Our Ferry Service is an Obligation of 1949’s Confederation

When we joined Canada in 1949, a solid ferry service, to connect us to our new country, was a condition of our union. Marine Atlantic exists today to honour that promise.

We became a Canadian province when railways and boats were how people, mail, and goods got around. While that changed for the rest of Canada with the advent of highways, being an island, we remain quite literally cut off from the mainland, and still rely on this gulf service for everything from importing produce (and tourists), to exporting products made by local companies.

In the years leading up to confederation, Newfoundland was hurting financially. One of its bigger expenses was its ferries. So much so that, back in the 1930s, a “Newfoundland Royal Commission” recommended “an expert inquiry” into ferry services, to make them more efficient and financially viable.

Confederation took that financial issue off our plate: Under the 1949 Terms of Union, the federal government assumed responsibility for transportation links between the island and the mainland. So that link was, without exaggeration, one of the reasons we agreed to join Canada.

“Canadian National Railways” inherited the Newfoundland transportation system. It started out sweet: Confederation removed trade and travel barriers between Newfoundland and the mainland, and a badly needed car ferry was added in 1955 (which was particularly great for travel and tourism). And by the mid-60s, whole train cars could be loaded into ships in this fleet, to transport goods.

But by the late 1970s, cars and highways were the new railroads, and revenue from trains was down so much that Canada eventually separated CN Railway and CN Marine operations, relaunching the latter as Marine Atlantic (in 1986).

The short story since then is that Marine Atlantic saw budget cuts in the late 90s, contemplated privatization in 2004, and changed gears in 2010, when the Feds invested $900 million into Marine Atlantic to launch some new vessels, renovate buildings, and do ad campaigns to promote perks of traveling aboard Marine Atlantic (like its endless legroom).

Now, Constant Fee Hikes Are Bad for Business and Crippling Consumers

Today, the importance of Marine Atlantic’s Gulf Service to the province cannot be overstated: it’s still how our food gets here, it’s vital for tourism (look at all the foreign license plates here in the summer), and it’s how our businesses import or export their goods.

Yet, Marine Atlantic has raised rates by 4% in 2012; 4% in 2013; 3% in 2014; 2.6% in 2015; 2-3% in 2016; and 2.6% in 2017. It’s something Steve Kent says simply needs to stop.

Steve Kent is the Business and Tourism Critic for the Official Opposition, and he’s calling on Liberals, both federally and provincially, to speak up.
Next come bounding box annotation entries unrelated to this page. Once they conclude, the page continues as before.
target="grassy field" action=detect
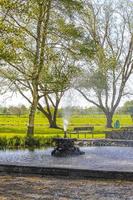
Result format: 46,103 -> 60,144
0,115 -> 133,138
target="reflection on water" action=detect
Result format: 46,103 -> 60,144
0,147 -> 133,171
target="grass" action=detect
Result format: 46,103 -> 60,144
0,115 -> 132,138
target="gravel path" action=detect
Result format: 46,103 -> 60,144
0,176 -> 133,200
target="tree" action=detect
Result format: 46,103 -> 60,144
0,0 -> 83,135
75,1 -> 133,128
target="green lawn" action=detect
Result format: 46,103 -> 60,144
0,115 -> 132,138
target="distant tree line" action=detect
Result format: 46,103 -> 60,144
0,0 -> 133,136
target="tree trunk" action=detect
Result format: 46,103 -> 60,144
106,112 -> 113,128
49,119 -> 59,128
27,86 -> 38,137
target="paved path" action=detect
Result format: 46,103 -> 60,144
0,147 -> 133,172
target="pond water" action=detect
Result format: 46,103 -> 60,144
0,147 -> 133,172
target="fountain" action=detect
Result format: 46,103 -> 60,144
51,119 -> 84,157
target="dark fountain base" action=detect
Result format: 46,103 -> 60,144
51,138 -> 85,157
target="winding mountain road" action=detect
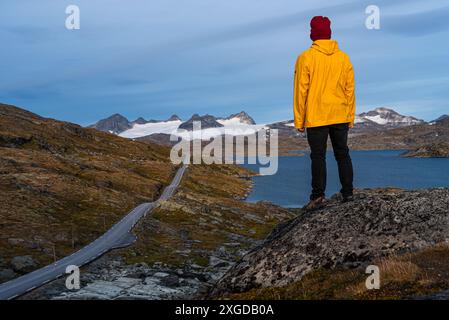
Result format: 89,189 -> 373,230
0,165 -> 187,300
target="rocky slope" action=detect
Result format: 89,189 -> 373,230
211,189 -> 449,298
0,104 -> 176,282
20,165 -> 294,299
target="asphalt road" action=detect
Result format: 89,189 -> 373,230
0,165 -> 186,300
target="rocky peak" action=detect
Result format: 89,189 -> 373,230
179,113 -> 223,131
225,111 -> 256,124
167,114 -> 181,121
90,113 -> 132,134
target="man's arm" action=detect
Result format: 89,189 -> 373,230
345,58 -> 355,128
293,54 -> 309,131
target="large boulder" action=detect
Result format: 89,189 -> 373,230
11,256 -> 38,274
212,188 -> 449,296
0,269 -> 17,283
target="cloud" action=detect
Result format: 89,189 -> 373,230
382,6 -> 449,37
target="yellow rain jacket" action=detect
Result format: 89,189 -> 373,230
293,40 -> 355,128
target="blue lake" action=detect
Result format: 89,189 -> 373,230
243,150 -> 449,207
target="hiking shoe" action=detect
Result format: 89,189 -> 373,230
303,197 -> 325,211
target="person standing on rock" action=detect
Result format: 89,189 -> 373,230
293,16 -> 355,210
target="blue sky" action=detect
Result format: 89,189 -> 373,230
0,0 -> 449,125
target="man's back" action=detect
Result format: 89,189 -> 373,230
293,16 -> 355,210
294,40 -> 355,128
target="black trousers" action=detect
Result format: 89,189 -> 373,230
307,123 -> 353,200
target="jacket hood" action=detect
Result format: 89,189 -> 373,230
312,40 -> 340,56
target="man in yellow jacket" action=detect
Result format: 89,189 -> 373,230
293,16 -> 355,210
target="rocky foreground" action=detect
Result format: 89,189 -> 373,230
210,188 -> 449,298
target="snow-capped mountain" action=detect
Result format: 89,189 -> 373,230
429,114 -> 449,124
217,111 -> 256,125
91,111 -> 264,140
268,107 -> 426,133
354,107 -> 425,127
89,113 -> 182,134
179,113 -> 223,131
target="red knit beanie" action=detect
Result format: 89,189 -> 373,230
310,16 -> 332,41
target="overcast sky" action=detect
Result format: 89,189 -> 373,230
0,0 -> 449,125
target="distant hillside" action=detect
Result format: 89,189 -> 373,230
0,104 -> 175,282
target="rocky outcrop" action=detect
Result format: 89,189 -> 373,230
11,256 -> 38,274
90,113 -> 132,134
211,189 -> 449,297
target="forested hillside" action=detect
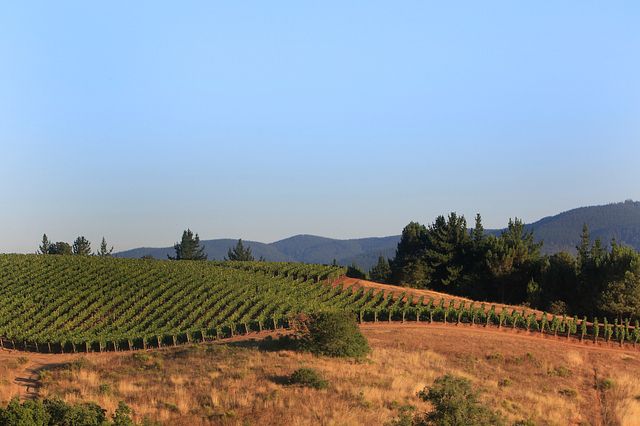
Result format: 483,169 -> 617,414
117,201 -> 640,271
526,200 -> 640,253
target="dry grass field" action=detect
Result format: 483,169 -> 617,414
0,324 -> 640,425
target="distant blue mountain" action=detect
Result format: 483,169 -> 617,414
116,200 -> 640,270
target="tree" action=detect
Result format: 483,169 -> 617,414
597,271 -> 640,318
424,212 -> 471,293
227,239 -> 255,262
390,222 -> 429,287
415,374 -> 504,426
300,311 -> 371,358
73,235 -> 91,256
97,237 -> 113,257
347,262 -> 367,280
49,241 -> 73,256
167,229 -> 207,260
487,218 -> 542,303
369,256 -> 391,283
38,234 -> 51,254
576,223 -> 591,268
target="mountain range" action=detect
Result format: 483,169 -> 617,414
116,200 -> 640,270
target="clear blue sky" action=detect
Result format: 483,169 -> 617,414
0,1 -> 640,252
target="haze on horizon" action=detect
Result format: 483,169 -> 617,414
0,1 -> 640,252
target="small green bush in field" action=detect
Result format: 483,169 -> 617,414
289,368 -> 329,389
414,374 -> 504,426
301,311 -> 371,358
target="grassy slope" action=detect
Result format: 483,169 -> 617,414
0,324 -> 640,425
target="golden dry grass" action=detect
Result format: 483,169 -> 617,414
0,324 -> 640,425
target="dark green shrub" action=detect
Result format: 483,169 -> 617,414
596,379 -> 614,392
414,374 -> 504,426
289,368 -> 329,389
558,388 -> 578,399
0,398 -> 116,426
301,312 -> 371,358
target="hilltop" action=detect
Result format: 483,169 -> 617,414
117,200 -> 640,270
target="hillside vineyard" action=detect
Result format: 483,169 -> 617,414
0,255 -> 640,353
0,255 -> 346,352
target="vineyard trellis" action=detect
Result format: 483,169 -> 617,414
0,255 -> 640,353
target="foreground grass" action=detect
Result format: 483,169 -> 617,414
0,324 -> 640,425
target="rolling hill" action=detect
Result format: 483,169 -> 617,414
117,200 -> 640,270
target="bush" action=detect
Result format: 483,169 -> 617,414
414,374 -> 504,426
289,368 -> 329,389
301,312 -> 371,358
0,398 -> 133,426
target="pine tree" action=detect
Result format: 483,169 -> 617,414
167,229 -> 207,260
38,234 -> 51,254
369,256 -> 391,283
72,235 -> 91,256
49,241 -> 73,256
226,239 -> 254,262
580,317 -> 587,342
97,237 -> 113,257
603,317 -> 611,343
540,312 -> 549,334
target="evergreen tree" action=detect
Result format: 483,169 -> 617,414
227,239 -> 255,262
597,271 -> 640,318
390,222 -> 429,287
487,218 -> 542,303
576,223 -> 591,267
167,229 -> 207,260
97,237 -> 113,257
72,235 -> 91,256
369,256 -> 391,283
49,241 -> 73,256
347,263 -> 367,280
38,234 -> 51,254
424,213 -> 471,294
471,213 -> 486,246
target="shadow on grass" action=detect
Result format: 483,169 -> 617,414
225,336 -> 300,352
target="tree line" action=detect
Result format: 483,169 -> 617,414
362,213 -> 640,318
38,229 -> 264,262
167,229 -> 264,262
38,234 -> 113,256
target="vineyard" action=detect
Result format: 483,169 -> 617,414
0,255 -> 348,352
0,255 -> 640,353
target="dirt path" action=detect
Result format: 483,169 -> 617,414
0,349 -> 77,398
0,329 -> 288,399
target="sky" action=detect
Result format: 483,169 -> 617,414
0,1 -> 640,252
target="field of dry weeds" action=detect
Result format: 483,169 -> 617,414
0,324 -> 640,425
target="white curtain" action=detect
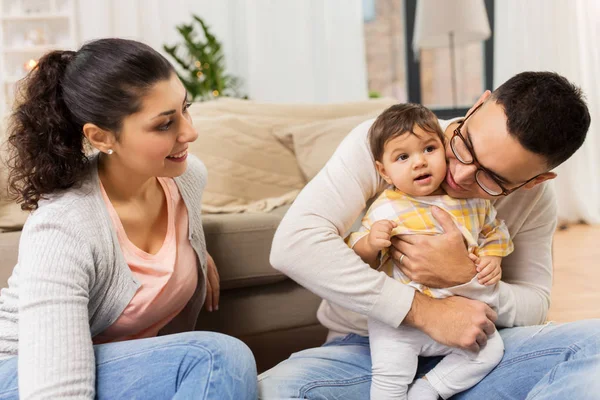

The ever-increasing tolls at Marine Atlantic certainly put us at a competitive and consumer disadvantage relative to other Canadian provinces, and as Kent says, “In a federation of equals, that’s wrong. It’s wrong to discriminate against us for our geographic location in this country.”

Calling it discrimination is a bit extreme — we are an island, a simple reality that has a financial consequence — but he has a point.

We said yes to Confederation mainly for reasons of financial wellbeing, and such consistently raised Marine Atlantic rates are doing damage to local businesses and local consumers who’ll foot the bill on correspondingly increased costs of doing business with the island. The cost of our produce will go up; what a local business has to charge for its exported product will have to go up.

To quote Judy Foote from 2012, who is now the province’s Minister in the Trudeau Cabinet, “Newfoundlanders will see the effect of the rate increases in their goods and services as all provincial businesses who use Marine Atlantic to import and export goods will simply pass the extra fees on to their customers.”

She went on to say, “I don’t agree with the increases, and I don’t think they are necessary. If they are necessary, I feel the government of Canada should absorb those increases and find another way to make up any shortcomings.”

Gerry Byrne, now a Cabinet Minister in Ball’s provincial government, was also speaking out about these rate hikes alongside Foote in 2012.

Fine fodder for Kent this week: “All that talk was nothing but empty rhetoric if they are not prepared to use their positions now to actually help Newfoundland and Labrador avoid these latest increases. [They’re] shockingly silent now that they are in a position to actually do something about it.”